This is the Fourier Series representation for a periodic function with period 2p, given in my lecture note.
$\dfrac{a_0}{2} + \sum_{n=1}^{\infty}(a_n cos(\dfrac{n\pi t}{p})+b_nsin(\dfrac{n\pi t}{p}))$
with the coefficients
$a_0 = \dfrac{1}{p} \int_c^{c+2p} f(t) dt$
$a_n = \dfrac{1}{p} \int_c^{c+2p} f(t) cos(\dfrac{n\pi t}{p})dt$
$b_n = \dfrac{1}{p} \int_c^{c+2p} f(t) sin(\dfrac{n\pi t}{p})dt$
From my understding, if the given function is even, there will be only $cosine$ term in the series, thus $b_n = 0$. But if the function is odd, there will only be $sine$ term in the series which means $a_0$ and $a_n$ are $0$.

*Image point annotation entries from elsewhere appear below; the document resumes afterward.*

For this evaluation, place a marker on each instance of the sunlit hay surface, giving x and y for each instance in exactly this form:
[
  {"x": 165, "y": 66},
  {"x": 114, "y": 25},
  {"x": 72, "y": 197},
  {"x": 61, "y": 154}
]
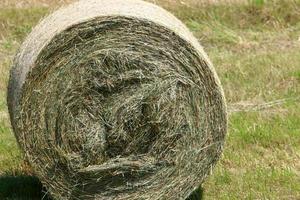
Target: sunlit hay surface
[{"x": 116, "y": 100}]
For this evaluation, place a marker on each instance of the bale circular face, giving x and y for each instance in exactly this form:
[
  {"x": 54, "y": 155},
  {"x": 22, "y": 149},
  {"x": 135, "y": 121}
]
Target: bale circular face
[{"x": 115, "y": 99}]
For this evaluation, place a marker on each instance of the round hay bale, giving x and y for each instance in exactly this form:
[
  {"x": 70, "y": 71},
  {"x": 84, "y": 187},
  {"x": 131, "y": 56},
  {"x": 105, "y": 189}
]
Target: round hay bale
[{"x": 115, "y": 99}]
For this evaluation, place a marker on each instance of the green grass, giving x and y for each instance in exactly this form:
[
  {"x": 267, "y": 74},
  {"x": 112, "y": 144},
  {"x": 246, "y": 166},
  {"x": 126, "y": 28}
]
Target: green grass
[{"x": 256, "y": 52}]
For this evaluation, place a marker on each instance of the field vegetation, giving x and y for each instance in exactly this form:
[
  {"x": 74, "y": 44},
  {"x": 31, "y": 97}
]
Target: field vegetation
[{"x": 255, "y": 47}]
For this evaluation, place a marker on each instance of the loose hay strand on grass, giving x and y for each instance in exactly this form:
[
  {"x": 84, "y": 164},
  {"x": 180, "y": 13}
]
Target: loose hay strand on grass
[{"x": 116, "y": 100}]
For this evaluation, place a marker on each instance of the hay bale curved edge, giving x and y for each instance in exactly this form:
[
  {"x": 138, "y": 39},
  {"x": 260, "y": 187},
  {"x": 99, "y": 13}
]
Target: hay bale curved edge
[{"x": 115, "y": 99}]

By applying the above method, I can only find just the necessary coefficients and avoid finding all unless the function is neither odd nor even.
So, basically, what I understood was, if the function is odd, then it can be represented by the Fourier Sine Series and Cosine Series if it is even (correct me if i am wrong).

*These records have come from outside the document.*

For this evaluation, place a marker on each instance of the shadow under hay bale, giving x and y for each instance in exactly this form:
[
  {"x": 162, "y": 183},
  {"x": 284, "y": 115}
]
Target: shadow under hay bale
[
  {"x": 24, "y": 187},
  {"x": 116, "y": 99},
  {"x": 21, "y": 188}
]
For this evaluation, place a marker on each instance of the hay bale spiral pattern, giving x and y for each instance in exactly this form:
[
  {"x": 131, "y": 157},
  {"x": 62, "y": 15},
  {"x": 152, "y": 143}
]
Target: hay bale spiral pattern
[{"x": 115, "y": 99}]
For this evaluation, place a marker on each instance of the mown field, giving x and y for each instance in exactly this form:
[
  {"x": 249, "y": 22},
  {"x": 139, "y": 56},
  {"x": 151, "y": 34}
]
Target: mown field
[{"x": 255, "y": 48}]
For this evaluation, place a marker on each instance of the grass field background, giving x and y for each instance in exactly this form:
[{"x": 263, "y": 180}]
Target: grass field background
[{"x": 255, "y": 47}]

Everything was clear until I came across this following definition for Odd function:
If $f(t)$ is an odd function defined on the inverval $-p\leq t\leq p$ with a period of 2p then
$f(t) = \sum_{n=1}^{\infty}b_n sin(\dfrac{n\pi t}{p})$
with coefficient of
$b_n = \dfrac{2}{p}\int_0^p f(t) sin(\dfrac{n\pi t}{p})dt$
Looks like it is only integrating from 0 to p (half of period) and multiply by 2 which result in having $\dfrac{2}{p}$ instead of $\dfrac{1}{p}$ like the previous definition.
But I don't think we can simply multiply by 2 after integrating from 0 to p as the area of positive region times 2 is not equal to the area of positive region plus area of negative region.
Now I am confused between whether to use $\dfrac{1}{p}$ or $\dfrac{2}{p}$ while finding coefficients.If both are correct then when do i use the each of them?